Ya fanatik Hristiyanlar, vahşi Emeviler zarar verdi ya   topraktan çıkarılırken kaçakçıların elindeki dikkatsiz bir kazma kırdı ya yollarda düştü kırıldı ya da 2. Dünya savaşının bombalarından zarar gördü.

Şimdi koca imparator Hadriyan, Zeus Sunağının parçaları ve diğer Bergama Heykelleri gibi Berlin Müzesi/Hapishanesinde tutsak.  Kimlik numarası: “SMB, AvP VII 282”.

Berlin’de nehir içindeki bataklık üzerine yapılmış, her gün biraz daha çöken bir bina olan bu Müze/Hapishane 2037 yılına kadar kapalı. 

(Bergama’yı soyan çetenin hamisi Prusya/Alman prensi ve kralı III.Friedrich)

1879’da bulunan bu eser, Hadriyan’ın dev başı 1880’de Almanya’ya kaçırılmış.

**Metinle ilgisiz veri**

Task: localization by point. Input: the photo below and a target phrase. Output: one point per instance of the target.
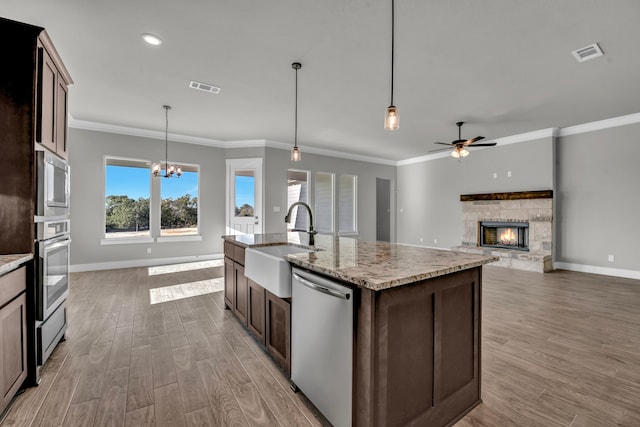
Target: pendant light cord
(166, 140)
(295, 126)
(393, 32)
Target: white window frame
(354, 201)
(124, 240)
(188, 238)
(332, 198)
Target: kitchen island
(417, 325)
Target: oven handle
(55, 244)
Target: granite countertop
(372, 265)
(10, 262)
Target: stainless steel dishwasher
(322, 343)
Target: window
(324, 202)
(245, 196)
(347, 196)
(179, 203)
(127, 195)
(297, 191)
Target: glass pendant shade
(295, 154)
(392, 119)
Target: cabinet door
(47, 85)
(13, 349)
(255, 313)
(61, 118)
(240, 304)
(278, 330)
(229, 287)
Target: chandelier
(169, 170)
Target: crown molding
(143, 133)
(514, 139)
(331, 153)
(629, 119)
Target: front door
(244, 196)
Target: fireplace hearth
(519, 228)
(504, 235)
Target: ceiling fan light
(392, 119)
(295, 154)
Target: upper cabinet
(51, 102)
(33, 115)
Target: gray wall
(86, 158)
(429, 192)
(598, 198)
(87, 182)
(277, 162)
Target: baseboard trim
(607, 271)
(112, 265)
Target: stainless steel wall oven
(52, 286)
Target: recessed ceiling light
(152, 39)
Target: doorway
(383, 210)
(244, 196)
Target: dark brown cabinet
(278, 330)
(53, 80)
(13, 334)
(255, 312)
(240, 303)
(267, 317)
(33, 111)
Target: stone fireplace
(516, 227)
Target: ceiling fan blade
(486, 144)
(471, 141)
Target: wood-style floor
(559, 349)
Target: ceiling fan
(460, 145)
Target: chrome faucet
(311, 231)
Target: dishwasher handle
(320, 288)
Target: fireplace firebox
(504, 235)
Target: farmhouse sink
(266, 266)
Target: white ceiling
(503, 66)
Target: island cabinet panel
(256, 311)
(241, 296)
(278, 330)
(13, 330)
(417, 352)
(229, 286)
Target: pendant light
(169, 170)
(295, 153)
(392, 119)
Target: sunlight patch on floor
(185, 290)
(187, 266)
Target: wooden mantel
(518, 195)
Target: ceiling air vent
(205, 87)
(587, 53)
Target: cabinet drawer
(11, 284)
(228, 249)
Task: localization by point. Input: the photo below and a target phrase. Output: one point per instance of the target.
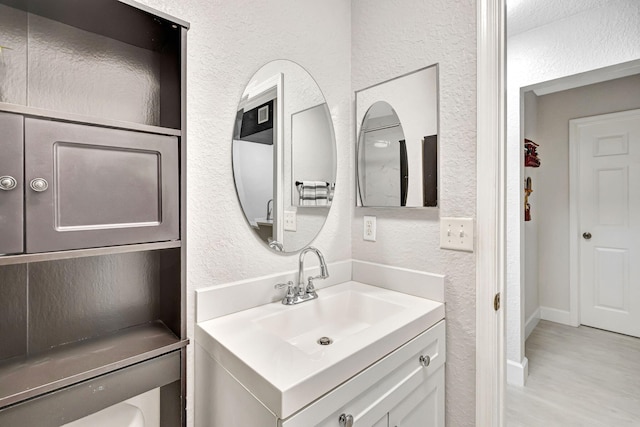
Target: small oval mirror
(284, 156)
(382, 158)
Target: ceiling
(524, 15)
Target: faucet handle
(288, 298)
(288, 285)
(311, 290)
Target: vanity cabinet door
(423, 406)
(89, 187)
(11, 184)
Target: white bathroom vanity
(267, 365)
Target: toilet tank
(120, 415)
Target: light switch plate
(369, 229)
(456, 234)
(290, 221)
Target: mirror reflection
(284, 156)
(397, 153)
(383, 153)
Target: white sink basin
(273, 349)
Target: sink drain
(325, 341)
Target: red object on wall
(531, 159)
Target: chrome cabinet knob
(425, 361)
(39, 185)
(7, 183)
(346, 420)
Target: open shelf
(87, 120)
(81, 253)
(24, 378)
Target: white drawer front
(377, 390)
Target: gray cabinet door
(11, 184)
(89, 187)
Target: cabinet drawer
(377, 390)
(11, 184)
(102, 187)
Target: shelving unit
(99, 318)
(24, 378)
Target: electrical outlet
(290, 220)
(456, 234)
(369, 232)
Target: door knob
(346, 420)
(425, 360)
(39, 185)
(7, 183)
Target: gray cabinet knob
(7, 183)
(346, 420)
(425, 361)
(39, 185)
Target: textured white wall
(227, 43)
(598, 37)
(391, 38)
(554, 112)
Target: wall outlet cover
(456, 234)
(369, 230)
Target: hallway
(577, 377)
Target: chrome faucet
(299, 292)
(308, 291)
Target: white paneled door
(609, 220)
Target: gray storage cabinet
(104, 186)
(92, 209)
(11, 184)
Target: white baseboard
(517, 373)
(555, 315)
(531, 323)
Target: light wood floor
(580, 377)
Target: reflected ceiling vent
(263, 114)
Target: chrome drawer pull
(425, 361)
(7, 183)
(39, 185)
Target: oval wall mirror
(284, 156)
(397, 153)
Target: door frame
(490, 205)
(574, 214)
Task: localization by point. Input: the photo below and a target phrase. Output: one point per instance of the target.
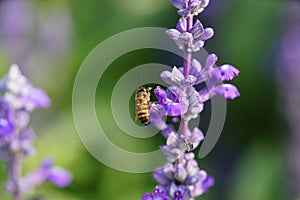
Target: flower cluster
(18, 99)
(181, 178)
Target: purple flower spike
(211, 61)
(159, 189)
(159, 193)
(225, 72)
(6, 127)
(181, 25)
(181, 178)
(175, 147)
(227, 91)
(195, 104)
(179, 194)
(178, 3)
(197, 30)
(173, 78)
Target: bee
(142, 105)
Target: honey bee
(142, 105)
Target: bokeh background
(257, 156)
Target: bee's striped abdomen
(142, 105)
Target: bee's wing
(135, 115)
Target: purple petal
(173, 78)
(161, 95)
(197, 45)
(174, 93)
(157, 111)
(177, 77)
(205, 95)
(225, 72)
(158, 196)
(183, 12)
(186, 38)
(211, 61)
(160, 177)
(172, 153)
(173, 34)
(207, 34)
(189, 80)
(37, 99)
(181, 25)
(196, 66)
(178, 4)
(46, 164)
(168, 130)
(228, 91)
(180, 173)
(60, 177)
(195, 106)
(160, 124)
(6, 127)
(207, 183)
(179, 194)
(197, 30)
(196, 137)
(176, 109)
(166, 76)
(146, 196)
(159, 189)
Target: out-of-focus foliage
(248, 161)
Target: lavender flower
(181, 178)
(18, 99)
(158, 193)
(184, 176)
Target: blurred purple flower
(20, 94)
(46, 172)
(18, 99)
(183, 179)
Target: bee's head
(141, 89)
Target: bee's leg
(135, 115)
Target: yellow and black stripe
(142, 105)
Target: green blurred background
(49, 41)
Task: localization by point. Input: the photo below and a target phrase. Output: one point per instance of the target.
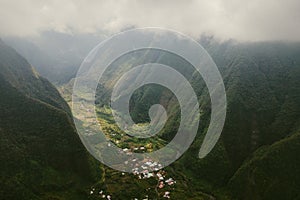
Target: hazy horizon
(239, 20)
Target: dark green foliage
(41, 154)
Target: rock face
(41, 154)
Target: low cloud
(226, 19)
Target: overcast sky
(237, 19)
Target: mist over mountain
(257, 156)
(56, 56)
(41, 154)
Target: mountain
(56, 56)
(41, 155)
(257, 154)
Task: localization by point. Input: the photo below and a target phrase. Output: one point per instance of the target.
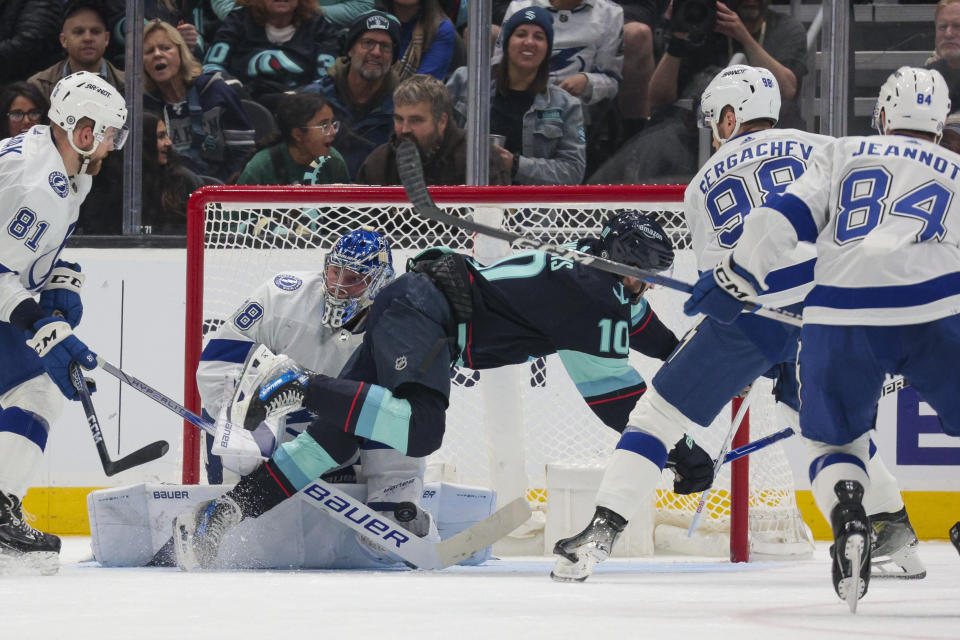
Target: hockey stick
(147, 454)
(411, 174)
(721, 458)
(358, 516)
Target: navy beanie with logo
(529, 15)
(374, 21)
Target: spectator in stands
(587, 52)
(84, 36)
(21, 106)
(640, 19)
(340, 13)
(422, 114)
(947, 47)
(203, 114)
(301, 153)
(542, 124)
(360, 84)
(426, 37)
(28, 37)
(167, 184)
(273, 46)
(774, 41)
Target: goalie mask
(752, 93)
(355, 270)
(913, 99)
(87, 95)
(635, 239)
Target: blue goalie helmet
(638, 240)
(356, 269)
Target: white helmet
(913, 99)
(87, 95)
(752, 93)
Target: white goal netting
(534, 417)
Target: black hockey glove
(692, 467)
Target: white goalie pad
(128, 525)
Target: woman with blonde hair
(272, 46)
(202, 113)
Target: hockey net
(240, 236)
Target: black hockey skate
(23, 549)
(850, 552)
(895, 548)
(197, 534)
(579, 554)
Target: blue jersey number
(729, 202)
(22, 226)
(614, 337)
(248, 316)
(863, 195)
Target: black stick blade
(149, 453)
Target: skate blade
(851, 589)
(44, 563)
(182, 544)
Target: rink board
(128, 525)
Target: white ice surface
(660, 599)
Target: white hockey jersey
(740, 176)
(282, 314)
(39, 206)
(884, 215)
(588, 39)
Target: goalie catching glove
(270, 386)
(692, 467)
(723, 292)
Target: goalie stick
(144, 455)
(722, 457)
(356, 515)
(411, 174)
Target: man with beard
(360, 84)
(45, 173)
(422, 111)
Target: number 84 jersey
(746, 172)
(39, 206)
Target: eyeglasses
(326, 128)
(33, 115)
(367, 44)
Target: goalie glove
(270, 385)
(723, 292)
(61, 293)
(692, 467)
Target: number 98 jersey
(39, 206)
(742, 175)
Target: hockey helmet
(356, 269)
(913, 99)
(87, 95)
(635, 239)
(752, 93)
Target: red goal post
(237, 236)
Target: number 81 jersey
(39, 206)
(742, 175)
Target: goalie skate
(895, 548)
(581, 553)
(197, 534)
(23, 549)
(850, 552)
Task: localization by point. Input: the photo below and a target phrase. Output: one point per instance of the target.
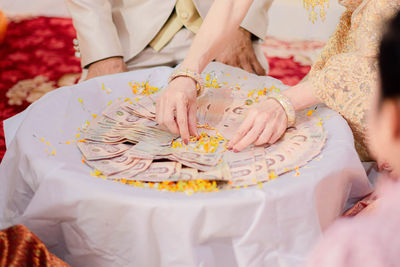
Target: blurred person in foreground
(116, 36)
(344, 76)
(372, 239)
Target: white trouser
(173, 54)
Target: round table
(88, 221)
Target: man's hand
(106, 66)
(176, 108)
(240, 53)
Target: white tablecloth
(88, 221)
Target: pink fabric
(368, 240)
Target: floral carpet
(37, 56)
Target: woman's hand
(176, 108)
(264, 124)
(106, 66)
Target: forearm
(301, 96)
(221, 22)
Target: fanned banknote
(125, 142)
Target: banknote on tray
(125, 142)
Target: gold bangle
(191, 74)
(284, 101)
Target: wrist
(195, 76)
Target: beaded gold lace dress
(345, 74)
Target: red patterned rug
(37, 56)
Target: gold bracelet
(286, 105)
(191, 74)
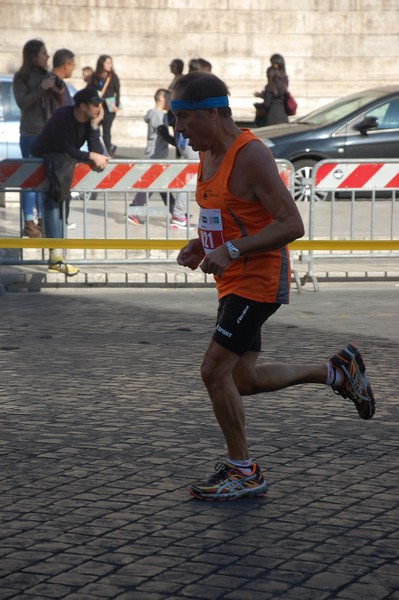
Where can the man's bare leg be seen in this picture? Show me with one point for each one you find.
(227, 376)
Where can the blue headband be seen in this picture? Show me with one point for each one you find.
(217, 102)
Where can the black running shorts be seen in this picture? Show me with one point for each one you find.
(239, 323)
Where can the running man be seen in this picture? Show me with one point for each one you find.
(247, 218)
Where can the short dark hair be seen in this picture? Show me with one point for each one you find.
(61, 57)
(199, 85)
(179, 65)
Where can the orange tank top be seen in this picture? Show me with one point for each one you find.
(263, 277)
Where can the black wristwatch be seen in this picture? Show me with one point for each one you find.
(234, 252)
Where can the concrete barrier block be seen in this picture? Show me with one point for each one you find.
(137, 278)
(156, 277)
(116, 277)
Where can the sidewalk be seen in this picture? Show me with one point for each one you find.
(106, 423)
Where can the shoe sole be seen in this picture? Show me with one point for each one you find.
(255, 493)
(365, 408)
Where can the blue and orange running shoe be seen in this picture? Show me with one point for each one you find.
(356, 385)
(229, 483)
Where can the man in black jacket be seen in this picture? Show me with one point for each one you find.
(60, 145)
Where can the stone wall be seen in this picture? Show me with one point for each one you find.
(331, 47)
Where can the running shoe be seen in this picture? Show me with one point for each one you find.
(356, 385)
(135, 220)
(61, 267)
(229, 483)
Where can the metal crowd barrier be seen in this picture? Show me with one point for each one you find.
(355, 201)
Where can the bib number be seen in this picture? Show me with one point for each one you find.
(210, 228)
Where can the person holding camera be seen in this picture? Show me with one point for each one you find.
(63, 66)
(36, 93)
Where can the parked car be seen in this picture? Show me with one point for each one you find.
(364, 125)
(10, 117)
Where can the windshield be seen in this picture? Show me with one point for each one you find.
(339, 109)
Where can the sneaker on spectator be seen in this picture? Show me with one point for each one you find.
(135, 220)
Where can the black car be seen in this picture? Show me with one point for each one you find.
(364, 125)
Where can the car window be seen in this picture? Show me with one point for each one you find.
(339, 109)
(9, 110)
(387, 114)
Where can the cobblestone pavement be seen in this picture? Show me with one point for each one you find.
(105, 422)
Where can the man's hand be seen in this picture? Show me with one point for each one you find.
(191, 255)
(100, 161)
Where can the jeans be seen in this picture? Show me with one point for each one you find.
(29, 200)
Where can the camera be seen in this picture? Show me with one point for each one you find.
(57, 80)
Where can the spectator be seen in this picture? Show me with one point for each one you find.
(63, 67)
(272, 110)
(107, 83)
(157, 147)
(278, 62)
(59, 145)
(199, 64)
(37, 95)
(87, 75)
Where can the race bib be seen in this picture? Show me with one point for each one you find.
(210, 228)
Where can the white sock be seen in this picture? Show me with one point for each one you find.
(244, 465)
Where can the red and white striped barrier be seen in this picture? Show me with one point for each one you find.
(119, 176)
(356, 175)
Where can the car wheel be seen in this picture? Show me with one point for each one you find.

Onları Bergama’dan Almanya’ya götürenler; Carl Humann, Aleksander Conze, Enrtst Curtius, Prens III.Freidrich’in başında olduğu organize kaçakçılık şebekesidir.

Kimlik arayışında olan, Bergama'nın hazinelerini bilim kisvesi altında çalan bu hırsızlar, asla unutulmamalıdır. Onlara arka çıkanlar da!

Bu eserler, yalnızca ait oldukları topraklarda özgürdür. Onları evlerine geri getirmek insanlığın boynunun borcudur.

Hadriyan’a saygı!

ZEUS SUNAĞI VE BERGAMA ESERLERİ SOĞUK ve PUSLU BERLİN’E DEĞİL, GÜZEL BERGAMA’YA AİT. MUTLAKA GERİ GELMELİ, EVİNE DÖNMELİDİR!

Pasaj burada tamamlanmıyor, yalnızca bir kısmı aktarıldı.